Mixing Sinc kernels to improve interpolations in smoothed particle hydrodynamics without pairing instability

The smoothed particle hydrodynamic technique is strongly based on the proper choice of interpolation functions. This statement is particularly relevant for the study of subsonic fluxes and turbulence, where inherent small errors in the averaging procedures introduce excessive damping on the smallest scales. To mitigate these errors, we can increase both the number of interpolating points and the order of the interpolating kernel function. However, this approach leads to a higher computational burden across all fluid regions. Ideally, the development of a single kernel function capable of effectively accommodating varying numbers of interpolating points in different fluid regions, providing good resolution and minimal errors would be highly desirable.
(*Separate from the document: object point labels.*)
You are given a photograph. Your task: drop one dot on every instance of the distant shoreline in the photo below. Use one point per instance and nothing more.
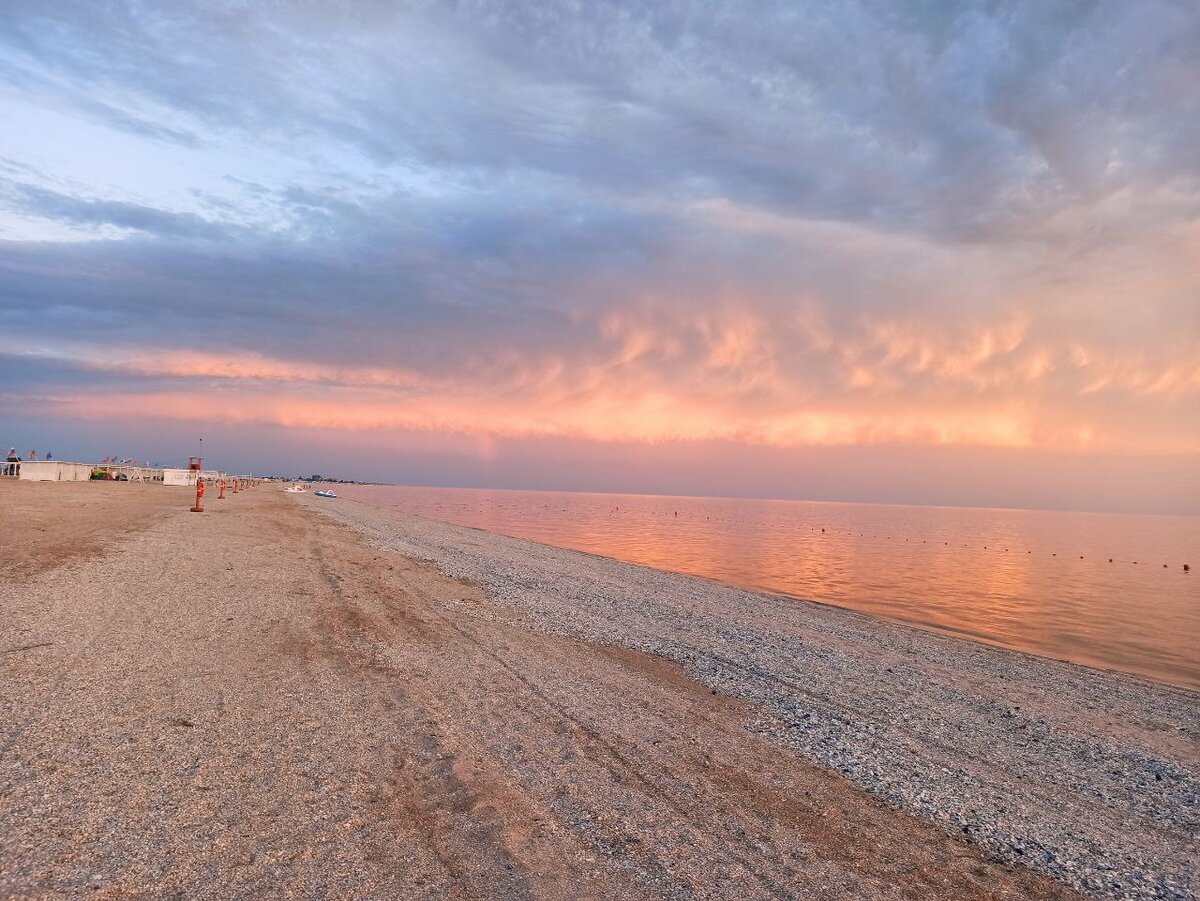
(1042, 762)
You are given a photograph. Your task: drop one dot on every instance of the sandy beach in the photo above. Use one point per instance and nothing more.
(277, 698)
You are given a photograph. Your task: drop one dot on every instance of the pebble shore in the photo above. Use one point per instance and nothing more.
(1089, 776)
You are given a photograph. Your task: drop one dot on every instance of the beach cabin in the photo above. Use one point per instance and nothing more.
(53, 470)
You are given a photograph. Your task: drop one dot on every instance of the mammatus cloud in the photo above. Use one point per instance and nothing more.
(773, 226)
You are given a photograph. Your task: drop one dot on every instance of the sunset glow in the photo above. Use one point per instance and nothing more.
(474, 229)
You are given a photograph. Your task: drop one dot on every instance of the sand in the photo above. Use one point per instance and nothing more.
(255, 701)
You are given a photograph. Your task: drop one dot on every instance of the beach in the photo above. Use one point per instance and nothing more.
(289, 696)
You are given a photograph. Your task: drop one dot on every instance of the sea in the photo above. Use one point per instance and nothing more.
(1102, 589)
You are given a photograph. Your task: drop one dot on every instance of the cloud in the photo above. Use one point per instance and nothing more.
(858, 223)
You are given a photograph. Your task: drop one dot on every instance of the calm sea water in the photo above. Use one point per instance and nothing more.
(1029, 580)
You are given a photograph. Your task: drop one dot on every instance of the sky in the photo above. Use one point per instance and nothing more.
(904, 252)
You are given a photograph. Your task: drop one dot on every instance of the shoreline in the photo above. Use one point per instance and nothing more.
(267, 700)
(928, 764)
(925, 626)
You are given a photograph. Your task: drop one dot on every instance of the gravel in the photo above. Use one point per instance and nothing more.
(1086, 775)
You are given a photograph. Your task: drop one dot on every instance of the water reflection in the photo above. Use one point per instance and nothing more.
(1029, 580)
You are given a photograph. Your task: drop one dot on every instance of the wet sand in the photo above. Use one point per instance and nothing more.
(256, 701)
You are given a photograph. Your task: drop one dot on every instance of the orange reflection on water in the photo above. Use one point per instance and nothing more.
(1032, 581)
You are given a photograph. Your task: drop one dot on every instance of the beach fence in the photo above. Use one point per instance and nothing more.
(61, 470)
(51, 470)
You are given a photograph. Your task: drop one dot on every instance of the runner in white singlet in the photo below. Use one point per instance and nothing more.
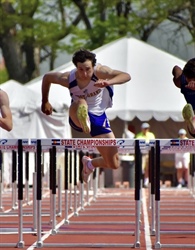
(5, 112)
(91, 90)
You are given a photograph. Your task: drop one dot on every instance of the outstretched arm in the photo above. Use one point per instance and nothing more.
(108, 76)
(48, 79)
(6, 119)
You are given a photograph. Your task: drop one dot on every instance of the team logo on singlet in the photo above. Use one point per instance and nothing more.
(86, 94)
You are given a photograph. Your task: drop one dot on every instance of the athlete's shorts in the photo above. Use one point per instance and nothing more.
(182, 161)
(99, 125)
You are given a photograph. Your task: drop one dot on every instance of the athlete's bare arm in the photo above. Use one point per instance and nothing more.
(177, 72)
(48, 79)
(6, 119)
(108, 76)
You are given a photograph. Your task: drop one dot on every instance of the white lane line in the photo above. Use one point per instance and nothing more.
(34, 245)
(146, 222)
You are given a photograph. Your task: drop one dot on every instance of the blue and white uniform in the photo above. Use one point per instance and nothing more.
(188, 93)
(98, 100)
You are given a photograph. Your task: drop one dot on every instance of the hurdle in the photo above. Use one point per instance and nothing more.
(170, 146)
(78, 145)
(40, 244)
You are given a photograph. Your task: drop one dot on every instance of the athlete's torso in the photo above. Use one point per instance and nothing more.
(98, 99)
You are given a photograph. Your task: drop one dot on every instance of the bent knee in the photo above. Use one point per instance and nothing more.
(114, 163)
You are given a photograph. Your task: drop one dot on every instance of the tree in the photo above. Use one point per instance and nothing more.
(33, 31)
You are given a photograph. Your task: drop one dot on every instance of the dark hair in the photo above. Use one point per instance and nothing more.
(82, 55)
(189, 69)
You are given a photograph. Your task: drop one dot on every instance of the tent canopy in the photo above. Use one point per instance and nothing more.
(151, 92)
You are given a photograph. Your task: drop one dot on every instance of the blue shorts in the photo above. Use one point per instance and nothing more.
(99, 125)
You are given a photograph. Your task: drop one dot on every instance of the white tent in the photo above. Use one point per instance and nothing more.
(150, 95)
(151, 92)
(28, 120)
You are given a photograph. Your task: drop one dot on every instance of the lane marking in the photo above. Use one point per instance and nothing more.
(146, 222)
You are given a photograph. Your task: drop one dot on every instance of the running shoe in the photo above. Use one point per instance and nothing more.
(86, 171)
(188, 115)
(82, 114)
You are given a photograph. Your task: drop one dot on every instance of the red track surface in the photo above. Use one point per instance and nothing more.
(107, 222)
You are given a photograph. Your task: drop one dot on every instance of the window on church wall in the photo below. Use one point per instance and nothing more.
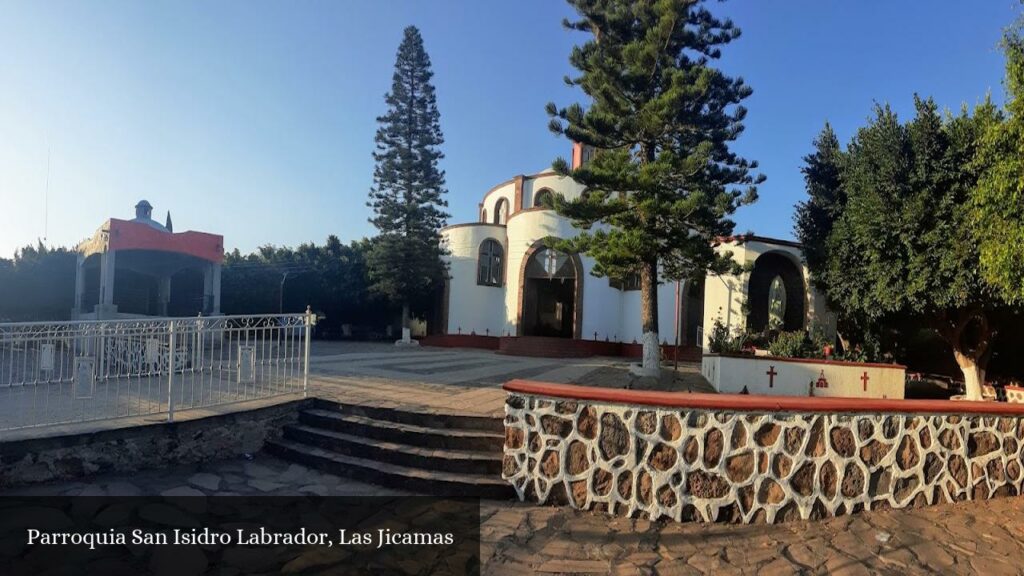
(501, 211)
(543, 198)
(491, 264)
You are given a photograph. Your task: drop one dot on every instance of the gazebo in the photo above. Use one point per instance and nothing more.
(139, 268)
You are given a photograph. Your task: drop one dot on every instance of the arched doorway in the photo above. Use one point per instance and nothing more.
(551, 294)
(776, 294)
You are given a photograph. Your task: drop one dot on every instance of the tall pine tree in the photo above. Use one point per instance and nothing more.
(660, 117)
(408, 196)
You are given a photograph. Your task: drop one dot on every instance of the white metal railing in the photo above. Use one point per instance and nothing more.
(61, 372)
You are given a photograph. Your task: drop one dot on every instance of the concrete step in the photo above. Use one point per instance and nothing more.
(412, 435)
(432, 420)
(392, 476)
(464, 461)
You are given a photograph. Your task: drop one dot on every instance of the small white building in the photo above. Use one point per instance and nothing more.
(505, 284)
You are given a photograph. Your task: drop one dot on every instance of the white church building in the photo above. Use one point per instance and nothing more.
(506, 290)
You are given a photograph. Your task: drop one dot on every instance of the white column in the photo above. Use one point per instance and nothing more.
(79, 287)
(211, 289)
(163, 294)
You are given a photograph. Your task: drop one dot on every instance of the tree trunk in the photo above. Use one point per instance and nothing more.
(974, 376)
(406, 328)
(971, 357)
(648, 317)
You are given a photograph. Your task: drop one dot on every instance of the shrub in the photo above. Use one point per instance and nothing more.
(722, 341)
(790, 344)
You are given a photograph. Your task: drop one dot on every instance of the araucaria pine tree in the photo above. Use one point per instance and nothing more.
(660, 118)
(408, 196)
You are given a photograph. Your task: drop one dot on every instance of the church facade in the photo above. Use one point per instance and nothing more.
(505, 283)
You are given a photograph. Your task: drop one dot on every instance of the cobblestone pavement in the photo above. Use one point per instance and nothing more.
(435, 379)
(984, 538)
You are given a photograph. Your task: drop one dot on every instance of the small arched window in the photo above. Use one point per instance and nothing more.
(491, 263)
(542, 198)
(502, 211)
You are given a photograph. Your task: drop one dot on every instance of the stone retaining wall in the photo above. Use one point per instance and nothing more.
(133, 448)
(751, 465)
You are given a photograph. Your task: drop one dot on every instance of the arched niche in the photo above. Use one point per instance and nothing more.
(776, 289)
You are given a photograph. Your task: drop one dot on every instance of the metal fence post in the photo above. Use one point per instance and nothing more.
(170, 372)
(305, 366)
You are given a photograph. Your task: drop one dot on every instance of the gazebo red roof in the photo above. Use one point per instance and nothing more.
(127, 235)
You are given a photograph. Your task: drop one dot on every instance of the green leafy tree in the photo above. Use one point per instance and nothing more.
(998, 200)
(814, 217)
(664, 180)
(902, 249)
(408, 196)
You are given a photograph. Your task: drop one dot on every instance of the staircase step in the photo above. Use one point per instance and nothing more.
(392, 476)
(412, 435)
(466, 461)
(451, 420)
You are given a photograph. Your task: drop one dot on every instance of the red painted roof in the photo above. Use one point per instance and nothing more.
(126, 235)
(755, 403)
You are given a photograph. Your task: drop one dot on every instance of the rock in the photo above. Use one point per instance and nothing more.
(614, 439)
(587, 423)
(843, 442)
(770, 492)
(740, 466)
(578, 457)
(705, 485)
(714, 444)
(671, 429)
(206, 481)
(767, 435)
(265, 485)
(663, 457)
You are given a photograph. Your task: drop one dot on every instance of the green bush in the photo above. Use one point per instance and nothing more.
(722, 341)
(790, 344)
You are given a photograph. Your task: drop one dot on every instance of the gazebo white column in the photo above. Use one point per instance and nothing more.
(76, 312)
(163, 294)
(211, 289)
(105, 309)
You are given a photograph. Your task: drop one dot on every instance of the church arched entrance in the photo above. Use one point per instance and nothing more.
(551, 302)
(776, 294)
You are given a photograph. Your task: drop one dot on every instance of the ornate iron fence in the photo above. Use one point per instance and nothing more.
(61, 372)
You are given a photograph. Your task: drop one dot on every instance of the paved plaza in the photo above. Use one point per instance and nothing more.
(984, 538)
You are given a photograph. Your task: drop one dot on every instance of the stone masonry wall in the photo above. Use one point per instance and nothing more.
(148, 446)
(753, 467)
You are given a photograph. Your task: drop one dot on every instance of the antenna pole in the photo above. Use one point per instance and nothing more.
(46, 200)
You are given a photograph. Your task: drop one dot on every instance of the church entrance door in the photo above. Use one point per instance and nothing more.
(549, 295)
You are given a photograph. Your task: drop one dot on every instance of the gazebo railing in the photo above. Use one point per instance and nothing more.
(64, 372)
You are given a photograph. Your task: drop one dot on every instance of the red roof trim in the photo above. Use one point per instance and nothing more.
(753, 403)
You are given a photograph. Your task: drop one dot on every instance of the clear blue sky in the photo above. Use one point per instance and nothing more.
(256, 119)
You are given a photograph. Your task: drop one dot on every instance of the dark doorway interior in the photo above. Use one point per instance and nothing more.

In this work, we revisit and extend the main properties of a family of interpolators called Sinc kernels and compare them with the widely used family of Wendland kernels. We show that a linear combination of low- and high-order Sinc kernels generates good-quality interpolators, which are resistant to pairing instability while maintaining good sampling properties in a wide range of neighbour interpolating points, 60 <= nb <= 400. We show that a particular case of this linear mix of Sincs produces a well-balanced and robust kernel that improves previous results in the Gresho-Chan vortex experiment even when the number of neighbours is not large, while yielding a good convergence rate. Although such a mixing technique is ideally suited for Sinc kernels owing to their excellent flexibility, it can be easily applied to other interpolating families such as the B-splines and Wendland kernels.